N. Mylonas, I. Mollas and G. Tsoumakas, "Beyond Annual Revisions: A Multi-Label Concept Drift Analysis of MeSH", 2023 IEEE 36th International Symposium on Computer-Based Medical Systems (CBMS), L'Aquila, Italy, 2023, pp. 157-162, doi: 10.1109/CBMS58004.2023.00209.

Author(s): Nikolaos Mylonas, Ioannis Mollas ,Grigorios Tsoumakas

Keywords: Analytical models , Vocabulary , Machine learning algorithms , Biological system modeling , Text categorization , Machine learning , Predictive models

Tags:

Abstract: MeSH (Medical Subject Headings) is a hierarchically structured thesaurus used for indexing biomedical information. This vocabulary contains most of the biomedical knowledge available to date. To keep up with the continuous evolution and expanding of our understanding on the medical field, yearly revisions take place in MeSH. These revisions introduce new descriptors in the thesaurus, in addition to changes in already existing ones, either directly or indirectly.

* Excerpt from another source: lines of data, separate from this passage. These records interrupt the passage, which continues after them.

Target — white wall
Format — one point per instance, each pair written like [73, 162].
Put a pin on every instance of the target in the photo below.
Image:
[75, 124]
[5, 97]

This constant evolution of the thesaurus causes many older descriptors to exhibit some form of drift in their meaning, which in turn affects the performance of Machine Learning models trained on an older version of the thesaurus when used to predict data obtained from more recent versions. In this paper, we study the phenomenon of concept drift in MeSH, through evaluating the performance of a state-of-the-art text classification algorithm in articles from different years. We also investigate how changes in descriptors indirectly affect different ones that are related to them by studying the shifts in their co-occurrence, using this shift as a measure of concept drift.